Equation (5) is called the full-order model (FOM) or the high-fidelity model. The computational complexity of solving (5) depends on the dimension \(n\), which must often be large in order for \(\mathbf{q}(t)\) to approximate \(q(x,t)\) well over the spatial grid. Our goal is to construct a ROM that approximates the FOM, but whose computational complexity only depends on some smaller dimension \(r \ll n\).

Important

One key advantage of OpInf is that, because it learns a ROM from data alone, direct access to the high-fidelity solver (the matrix \(\mathbf{A}\) in this case) is not required. In this tutorial, we explicitly construct the high-fidelity solver, but in practice, we only need the following:

  1. Solution outputs of a high-fidelity solver to learn from, and

  2. Some knowledge of the structure of the governing equations.

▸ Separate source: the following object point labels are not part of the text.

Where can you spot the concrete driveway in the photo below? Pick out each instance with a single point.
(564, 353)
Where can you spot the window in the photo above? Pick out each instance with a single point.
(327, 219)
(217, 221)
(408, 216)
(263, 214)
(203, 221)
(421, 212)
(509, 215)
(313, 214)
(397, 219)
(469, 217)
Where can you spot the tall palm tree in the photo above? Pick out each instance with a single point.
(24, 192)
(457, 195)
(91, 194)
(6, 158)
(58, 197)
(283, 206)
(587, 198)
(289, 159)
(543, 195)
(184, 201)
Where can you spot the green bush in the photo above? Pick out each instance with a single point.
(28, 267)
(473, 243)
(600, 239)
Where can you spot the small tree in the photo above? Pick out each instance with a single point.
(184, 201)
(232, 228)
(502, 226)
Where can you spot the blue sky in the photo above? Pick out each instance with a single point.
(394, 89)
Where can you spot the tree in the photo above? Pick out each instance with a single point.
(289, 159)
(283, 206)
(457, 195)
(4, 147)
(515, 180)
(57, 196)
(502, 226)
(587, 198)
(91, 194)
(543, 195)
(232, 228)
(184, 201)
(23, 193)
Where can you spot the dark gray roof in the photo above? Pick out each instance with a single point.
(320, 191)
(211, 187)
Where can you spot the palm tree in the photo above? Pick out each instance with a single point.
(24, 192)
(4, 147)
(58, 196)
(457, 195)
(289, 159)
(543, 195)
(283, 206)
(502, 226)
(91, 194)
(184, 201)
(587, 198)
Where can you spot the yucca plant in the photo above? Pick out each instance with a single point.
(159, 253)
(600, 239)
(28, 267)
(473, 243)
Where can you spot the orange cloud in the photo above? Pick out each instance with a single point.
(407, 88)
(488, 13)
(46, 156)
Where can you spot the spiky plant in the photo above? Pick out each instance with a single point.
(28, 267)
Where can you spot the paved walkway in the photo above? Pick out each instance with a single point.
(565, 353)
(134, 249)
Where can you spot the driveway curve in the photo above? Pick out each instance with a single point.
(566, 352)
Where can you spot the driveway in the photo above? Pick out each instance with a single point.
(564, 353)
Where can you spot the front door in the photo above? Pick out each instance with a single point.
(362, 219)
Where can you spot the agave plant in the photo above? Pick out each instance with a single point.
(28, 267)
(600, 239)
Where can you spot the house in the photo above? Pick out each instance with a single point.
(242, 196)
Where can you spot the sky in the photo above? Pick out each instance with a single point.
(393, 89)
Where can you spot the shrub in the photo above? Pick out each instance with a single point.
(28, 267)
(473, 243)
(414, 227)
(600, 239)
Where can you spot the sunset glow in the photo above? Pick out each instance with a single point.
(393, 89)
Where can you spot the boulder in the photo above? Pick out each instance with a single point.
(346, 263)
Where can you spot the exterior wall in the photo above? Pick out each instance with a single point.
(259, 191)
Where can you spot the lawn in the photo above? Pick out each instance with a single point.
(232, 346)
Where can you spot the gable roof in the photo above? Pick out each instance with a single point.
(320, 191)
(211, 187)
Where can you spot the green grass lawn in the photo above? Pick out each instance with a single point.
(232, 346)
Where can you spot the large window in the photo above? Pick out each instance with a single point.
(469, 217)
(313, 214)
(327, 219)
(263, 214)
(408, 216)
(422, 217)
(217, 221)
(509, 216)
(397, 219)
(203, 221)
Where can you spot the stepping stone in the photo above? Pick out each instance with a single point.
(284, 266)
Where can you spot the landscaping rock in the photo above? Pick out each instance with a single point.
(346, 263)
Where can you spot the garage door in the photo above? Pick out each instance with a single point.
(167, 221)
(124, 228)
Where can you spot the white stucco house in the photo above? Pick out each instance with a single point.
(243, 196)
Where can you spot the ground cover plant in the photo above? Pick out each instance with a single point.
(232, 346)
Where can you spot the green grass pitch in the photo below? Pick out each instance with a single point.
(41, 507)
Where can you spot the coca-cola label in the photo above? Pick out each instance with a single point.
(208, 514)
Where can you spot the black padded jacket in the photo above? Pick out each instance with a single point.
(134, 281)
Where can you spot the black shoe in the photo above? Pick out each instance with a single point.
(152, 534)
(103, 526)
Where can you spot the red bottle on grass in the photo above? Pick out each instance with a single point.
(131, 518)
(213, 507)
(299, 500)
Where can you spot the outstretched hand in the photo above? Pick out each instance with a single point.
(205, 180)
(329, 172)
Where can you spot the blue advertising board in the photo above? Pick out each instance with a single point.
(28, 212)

Solve the Full-order Model#

For this demo, we’ll use \(t_0 = 0\) and \(L = t_f = 1\). We begin by simulating the full-order system described above with the initial condition

\[ q_{0}(x) = x(1 - x), \]

using a maximal time step size \(\delta t = 10^{-3}\). This results in \(k = 10^3 + 1 = 1001\) state snapshots (1000 time steps after the initial condition), which are organized as the snapshot matrix \(\mathbf{Q}\in\mathbb{R}^{n\times k}\), where the \(j\)th column is the solution trajectory at time \(t_j\):

\[\begin{split} \mathbf{Q} = \left[\begin{array}{ccc} && \\ \mathbf{q}_{0} & \cdots & \mathbf{q}_{k-1} \\ && \end{array}\right] \in\mathbb{R}^{n\times k}, \qquad \mathbf{q}_{j} := \mathbf{q}(t_j) \in\mathbb{R}^{n},\quad j = 0, \ldots, k-1. \end{split}\]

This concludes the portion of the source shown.